Por Pedro Brieger
25.02.2011
En Túnez y Egipto los presidentes fueron depuestos y Muamar Kaddafi está viviendo su peor momento desde que asumió el poder en 1969.
En Marruecos la monarquía de Mohamed VI está tratando de contener las protestas con algunos guiños de apertura, y el gobierno de Argelia acaba de anunciar la suspensión del estado de emergencia decretado hace casi veinte años.
El objetivo en ambos casos es muy claro, quitarle motivos a la oposición para que sume adeptos a sus convocatorias.
Kaddafi habló el martes 22 de febrero y amenazó con una guerra civil que provocaría más de cien mil muertos. Fueron palabras para inspirar el temor más absoluto. Dijo que Libia dejaría de existir como país, sería invadido por los británicos y los americanos, se fragmentaría en varios pedazos, las regiones sin petróleo quedarían en la más absoluta de las pobrezas y el pan costaría más que el oro. En otras palabras, el caos.
Kaddafi parece no comprender la nueva etapa histórica que se abrió desde que el pueblo tunecino derrocó a Ben Ali. La inmensa mayoría de los árabes ha perdido el miedo.
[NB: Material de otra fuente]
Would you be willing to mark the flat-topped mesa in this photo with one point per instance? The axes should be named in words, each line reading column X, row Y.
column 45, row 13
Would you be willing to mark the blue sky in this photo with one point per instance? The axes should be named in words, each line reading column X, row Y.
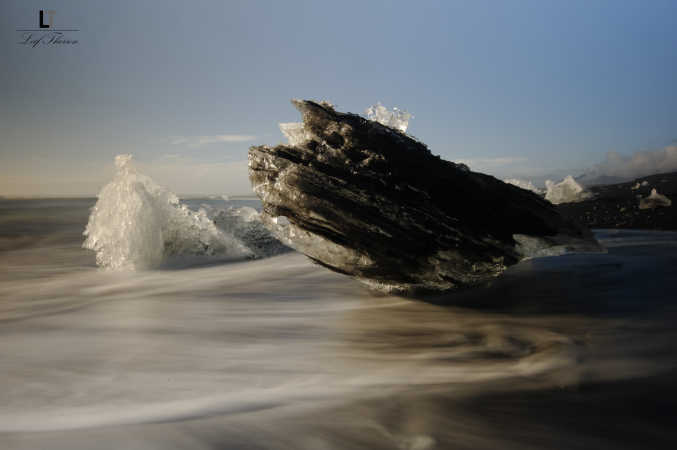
column 514, row 88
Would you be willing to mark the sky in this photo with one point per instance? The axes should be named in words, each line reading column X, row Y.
column 514, row 88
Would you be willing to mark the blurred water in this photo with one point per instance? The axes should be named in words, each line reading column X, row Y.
column 566, row 352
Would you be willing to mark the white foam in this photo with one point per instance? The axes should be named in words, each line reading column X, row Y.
column 397, row 118
column 137, row 224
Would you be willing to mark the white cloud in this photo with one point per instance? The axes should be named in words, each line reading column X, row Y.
column 197, row 141
column 639, row 164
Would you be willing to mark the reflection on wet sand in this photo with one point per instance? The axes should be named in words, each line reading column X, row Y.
column 569, row 352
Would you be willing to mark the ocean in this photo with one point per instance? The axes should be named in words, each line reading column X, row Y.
column 575, row 351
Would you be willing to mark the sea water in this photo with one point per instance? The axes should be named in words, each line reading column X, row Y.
column 575, row 351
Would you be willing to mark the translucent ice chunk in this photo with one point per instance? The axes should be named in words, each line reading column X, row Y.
column 566, row 191
column 654, row 200
column 397, row 118
column 137, row 224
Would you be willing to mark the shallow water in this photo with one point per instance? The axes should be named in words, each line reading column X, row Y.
column 566, row 352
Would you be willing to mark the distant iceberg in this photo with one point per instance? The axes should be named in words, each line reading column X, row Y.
column 566, row 191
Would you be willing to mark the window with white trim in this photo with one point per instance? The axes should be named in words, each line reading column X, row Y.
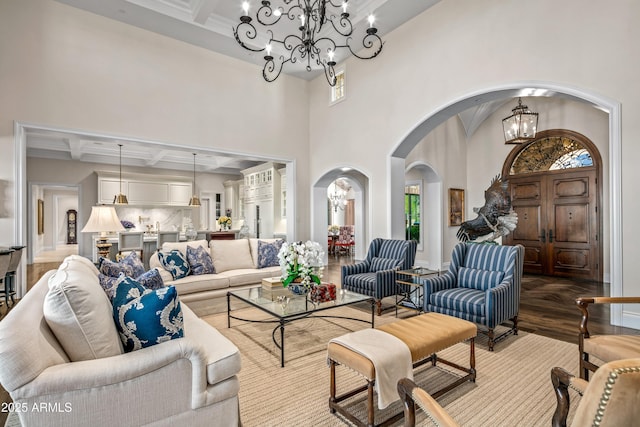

Es uno de los factores que permite comprender la participación masiva en las calles enfrentando a los tanques en la ciudad de Benghazi -la segunda del país- y otras menores que ya están en control de los grupos opositores.
Además, han renunciado ministros, importantes embajadores, funcionarios y asesores de primer nivel del régimen que parecían incondicionales del líder.